基礎編3の「ニューコンビネーション」では既存の2製品、概念を組み合わせることで新しい発想を持とうという考え方が紹介されています。
例としては「携帯電話」と「ネットオークション」を合わせた「モバオク」などです
基礎編2「アービトラージ」、6「早送りの発想」、7「空いているものを有効利用する発想」、8「中間地点の発想」、10「すべてが意味することは何」は、発想術、思考の切り口として具体的な方法が紹介されています。
この考え方を元に、日常生活する中で発想してみるだけでも何かアイディアが湧いてきそうな気持ちになります。
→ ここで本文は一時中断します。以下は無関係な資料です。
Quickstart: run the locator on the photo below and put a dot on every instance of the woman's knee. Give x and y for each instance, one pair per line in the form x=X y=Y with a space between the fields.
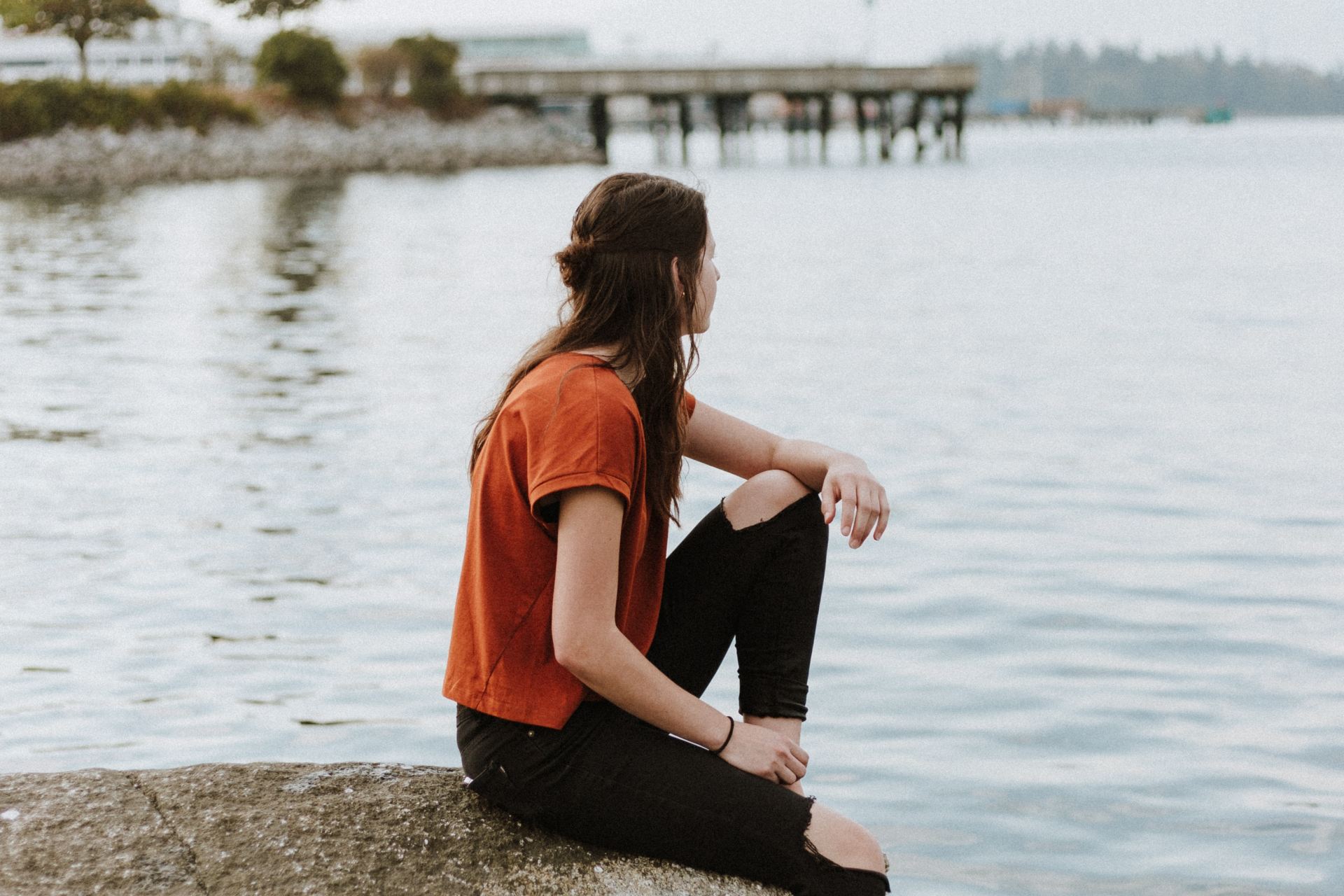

3. 実践していく中での考え方と問題への対処法、ヒント
実際の例をあげての物語的な部分は強いですが、各事例から成功や失敗の原因が紹介されていました。
2017/08/07追記
さらに読み込んで、この「実践編」は11の発想術で発想できないときの発想術や基本になる考え方が書かれていると分かりました。
とくに「実践1. 感情移入」からは 自分自身がビジネスに惚れ込んで感情移入すれば発想は湧いてくる というメッセージが読み取れて、とても納得できました。
こう発想してみようという切り口やコツを知れる本
この本は「自由な発想を持っていこうよ」「こう考えれば良いんだよ」というようなメッセージを感じます。何か生み出そうとするときの自由さや発想の切り口を教えてくれます。
またその習慣をつけて、トレーニングしていくことで発想できるようになっていこう、という内容でした。 「このチャートを埋めていけばアイディアがでる」のような本ではなく、発想の切り口を与えてくれる本という印象です。
何かを生み出そうとすればするほど頭の中はこんがらがって、狭い視野や市場で考えてしまいがちです。 そういったときに、この本を読んで「立ち返った」自由な発想で新しい製品、サービスを考えるのが良いのではないでしょうか。
社内読書会で読んで良かった本
この本をBeProud社内で読書会 BPRA をして読み進めました。
参加者内で議論できたり、共通認識が作れたりと、単に本以外の学びが多かったです。
もともと1人でこの本を読んでいたときは「なんか微妙だなぁ」「それくらい僕も知ってるよ」という斜に構えた読み方になっていましたが、話し合ったり人の説明を聞く中で「あぁ、そういうメッセージなんだな」と深い理解に至れたかなと思います。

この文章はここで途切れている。